Let's run the standard GET command for JSON keys:

In [None]:
r.json().get("jsonprod:10110", "$")

That's a lot of output. Let's say I only need the product description:

In [None]:
r.json().get("jsonprod:10110", "$.productDisplayName")

Note that both commands show up in the MONITOR notebook; a partial retrieval will not use the cache, even if the entire key is there. However, running both commands again:

In [None]:
r.json().get("jsonprod:10110", "$")

In [None]:
r.json().get("jsonprod:10110", "$.productDisplayName")

We can see that none of them show up in the MONITOR output; both commands used the local cache.

Next, let's add a discount to this product (currently set at 0.0):

In [None]:
r.json().set("jsonprod:10110", "$.discount_pct", 0.15)

Check Insight to see the new value in the key.

Re-run both commands, and they should show up in the MONITOR notebook now, because the local cache entry was invalidated.

In [None]:
r.json().get("jsonprod:10110", "$")

In [None]:
r.json().get("jsonprod:10110", "$.productDisplayName")

Check the MONITOR notebook; both commands should appear there.

Finally, let's test the search command:

In [None]:
query = Query('@productDisplayName: (Reebok Women Instant)'
                ).sort_by('id', asc=True
                ).return_fields('productDisplayName', 'price', 'id'
                ).paging(0,10)

results = r.ft("idx:jsonprod").search(query)
for result in results["results"]:
  print(result["extra_attributes"])

Check the MONITOR notebook for the query.

Now, repeat the search:

In [None]:
query = Query('@productDisplayName: (Reebok Women Instant)'
                ).sort_by('id', asc=True
                ).return_fields('productDisplayName', 'price', 'id'
                ).paging(0,10)

results = r.ft("idx:jsonprod").search(query)
for result in results["results"]:
  print(result["extra_attributes"])

As we can see, search commands are not cached by the client.

&nbsp;
&nbsp;

## Client Cache Max Size

In this lab, we set the max size of the cache to **10**. This means only 10 keys (or, to be more accurate, 10 read command outputs) will be stored at a time. We can test this with a loop.

First, let's make a list with 10 key names:

In [None]:
prod_keys = ["jsonprod:10110", "jsonprod:10111", "jsonprod:10112", "jsonprod:10164", "jsonprod:10184", "jsonprod:10193",
             "jsonprod:10214", "jsonprod:10215", "jsonprod:10220", "jsonprod:10229"]

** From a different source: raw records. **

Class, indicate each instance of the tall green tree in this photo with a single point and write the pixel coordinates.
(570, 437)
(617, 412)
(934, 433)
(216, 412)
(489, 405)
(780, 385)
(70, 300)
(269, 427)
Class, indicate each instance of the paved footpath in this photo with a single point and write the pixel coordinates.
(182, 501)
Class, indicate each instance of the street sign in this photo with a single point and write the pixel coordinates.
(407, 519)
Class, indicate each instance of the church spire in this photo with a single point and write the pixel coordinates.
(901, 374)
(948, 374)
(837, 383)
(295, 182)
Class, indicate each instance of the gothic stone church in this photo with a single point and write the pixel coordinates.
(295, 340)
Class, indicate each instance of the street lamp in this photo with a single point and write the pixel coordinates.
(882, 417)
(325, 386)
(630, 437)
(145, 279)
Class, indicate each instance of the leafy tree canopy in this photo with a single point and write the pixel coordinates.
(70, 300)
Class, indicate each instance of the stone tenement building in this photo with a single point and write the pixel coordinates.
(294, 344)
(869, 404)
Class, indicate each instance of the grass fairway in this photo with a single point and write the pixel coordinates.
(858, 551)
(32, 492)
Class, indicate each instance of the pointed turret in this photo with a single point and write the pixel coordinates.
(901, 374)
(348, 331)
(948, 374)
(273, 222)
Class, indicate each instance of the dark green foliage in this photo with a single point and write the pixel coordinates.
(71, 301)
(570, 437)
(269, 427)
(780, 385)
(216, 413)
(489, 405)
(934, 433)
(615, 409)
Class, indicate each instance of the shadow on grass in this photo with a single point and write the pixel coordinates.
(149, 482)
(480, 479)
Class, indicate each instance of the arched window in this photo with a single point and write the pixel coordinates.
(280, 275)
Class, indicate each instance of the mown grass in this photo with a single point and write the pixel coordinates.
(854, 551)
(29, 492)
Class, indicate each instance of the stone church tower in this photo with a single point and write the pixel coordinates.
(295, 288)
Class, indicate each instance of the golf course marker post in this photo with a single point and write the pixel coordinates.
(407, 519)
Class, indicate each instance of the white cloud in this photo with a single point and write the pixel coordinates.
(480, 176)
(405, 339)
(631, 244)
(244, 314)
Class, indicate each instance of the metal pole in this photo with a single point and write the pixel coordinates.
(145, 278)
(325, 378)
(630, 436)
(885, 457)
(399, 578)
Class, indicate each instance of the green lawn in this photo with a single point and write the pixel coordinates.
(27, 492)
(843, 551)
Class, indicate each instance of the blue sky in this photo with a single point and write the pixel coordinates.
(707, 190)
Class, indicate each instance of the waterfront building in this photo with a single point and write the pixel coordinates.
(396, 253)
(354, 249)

Then, let's run a loop where we GET each key 3 times:

In [None]:
for i in range(3):
  for key in prod_keys:
    prod_data = r.json().get(key, "$")[0]
    print(f"--> Loop {i+1} ID: {prod_data['id']} - Product: {prod_data['productDisplayName']}")

Check the MONITOR notebook; the keys should have been called only once.

Next, let's extend our list of keys to 12:

In [None]:
prod_keys = ["jsonprod:10110", "jsonprod:10111", "jsonprod:10112", "jsonprod:10164", "jsonprod:10184", "jsonprod:10193",
             "jsonprod:10214", "jsonprod:10215", "jsonprod:10220", "jsonprod:10229", "jsonprod:10230", "jsonprod:10246"]

Run the loop again:

In [None]:
for i in range(3):
  for key in prod_keys:
    prod_data = r.json().get(key, "$")[0]
    print(f"--> Loop {i+1} ID: {prod_data['id']} - Product: {prod_data['productDisplayName']}")

Check the MONITOR notebook, see how the keys are eventually evicted from the local cache and need to be retrieved again.

&nbsp;


&nbsp;



# Congrats, this is the end of the lab!!